When scheduling your shipment, be sure to let your freight forwarder know whether you need these certifications. At Seair Exim Solution, you have the choice of our help in getting these credentials.


Note: Remember to double-check the necessary paperwork. Certain documents may be required, which could cause delays and additional fees at customs.

6. Bill of Lading 

The Bill of Lading (B/L) for your goods is comparable to an airline ticket for a passenger. However, it is essential to have precise knowledge of the Bill of Lading. Now include this on your export checklist!


With the supplied data, the transportation companies produce a draft of the B/L. The exporter's responsibility includes verifying that the information listed is accurate. First-time exporters frequently overlook how crucial it is to review and double-check each and every detail on the B/L. If you're hesitant, read How to Fill Out a Bill of Lading first.


Note: Modifying a B/L after it has been issued may incur charges.

7. Duration of your overseas transportation

We are aware of the thrill associated with facing your first export.
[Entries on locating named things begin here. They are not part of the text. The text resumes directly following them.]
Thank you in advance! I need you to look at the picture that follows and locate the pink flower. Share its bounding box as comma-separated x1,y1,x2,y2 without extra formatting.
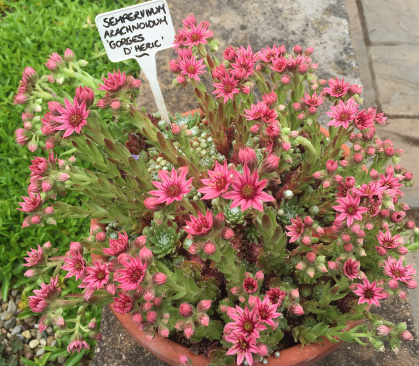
353,278,387,306
98,69,127,95
243,277,258,294
343,258,360,280
379,172,402,195
198,160,232,200
148,167,193,205
184,210,213,236
24,244,44,267
172,29,186,50
377,229,403,249
45,52,62,71
212,74,239,103
18,193,43,212
178,55,205,81
333,193,368,227
28,276,61,313
303,92,324,107
61,251,86,280
179,302,194,318
179,355,192,366
102,231,129,257
222,165,275,212
255,296,282,328
260,45,285,63
323,78,349,98
262,91,278,105
224,333,259,366
354,110,374,130
384,257,416,282
352,182,386,206
285,215,304,243
67,336,90,353
224,306,266,338
115,256,147,291
54,98,90,137
112,292,134,314
266,287,285,306
243,102,278,123
184,23,214,46
83,260,109,290
76,86,95,108
326,98,358,129
269,56,289,73
15,128,30,146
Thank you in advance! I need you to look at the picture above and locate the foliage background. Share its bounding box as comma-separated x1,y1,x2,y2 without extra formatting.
0,0,139,299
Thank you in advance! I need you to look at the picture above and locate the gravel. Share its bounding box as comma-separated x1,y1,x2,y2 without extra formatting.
0,289,90,366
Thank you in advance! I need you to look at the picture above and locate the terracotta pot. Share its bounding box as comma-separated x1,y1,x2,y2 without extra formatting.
91,113,362,366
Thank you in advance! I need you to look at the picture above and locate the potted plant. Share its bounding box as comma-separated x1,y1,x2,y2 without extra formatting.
15,15,419,365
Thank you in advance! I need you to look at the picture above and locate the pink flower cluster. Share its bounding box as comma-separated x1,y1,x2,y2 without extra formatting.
223,295,281,365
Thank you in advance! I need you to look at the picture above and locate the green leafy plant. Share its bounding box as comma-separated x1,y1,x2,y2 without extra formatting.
9,10,419,366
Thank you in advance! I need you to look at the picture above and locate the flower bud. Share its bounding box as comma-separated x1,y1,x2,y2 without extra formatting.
64,48,76,62
293,44,303,55
179,302,194,318
375,246,387,256
375,325,391,336
151,272,167,285
196,300,212,312
203,240,216,255
147,311,157,324
401,330,413,341
70,241,84,253
288,303,304,316
290,288,300,301
260,155,280,173
138,247,153,262
183,323,195,339
198,313,210,327
96,231,106,243
406,280,418,290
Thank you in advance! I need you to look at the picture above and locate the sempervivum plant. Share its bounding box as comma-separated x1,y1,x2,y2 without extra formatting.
15,16,419,365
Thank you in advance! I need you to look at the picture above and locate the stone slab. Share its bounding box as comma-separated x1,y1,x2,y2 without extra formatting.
140,0,360,114
377,118,419,207
91,298,419,366
361,0,419,44
345,0,377,107
370,44,419,116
However, we urge you to learn more about the various tariffs, dates, and any unique requirements for your shipment before finishing your export. This should be done a month before your intended shipping date.


It's best to hire a freight forwarding agency at least one week beforehand (or two, if possible). When it comes to any resulting time modifications and delays, this will give you greater options.


Note: Reaching out to your freight forwarder early allows you to select from a greater selection of sailing and price possibilities.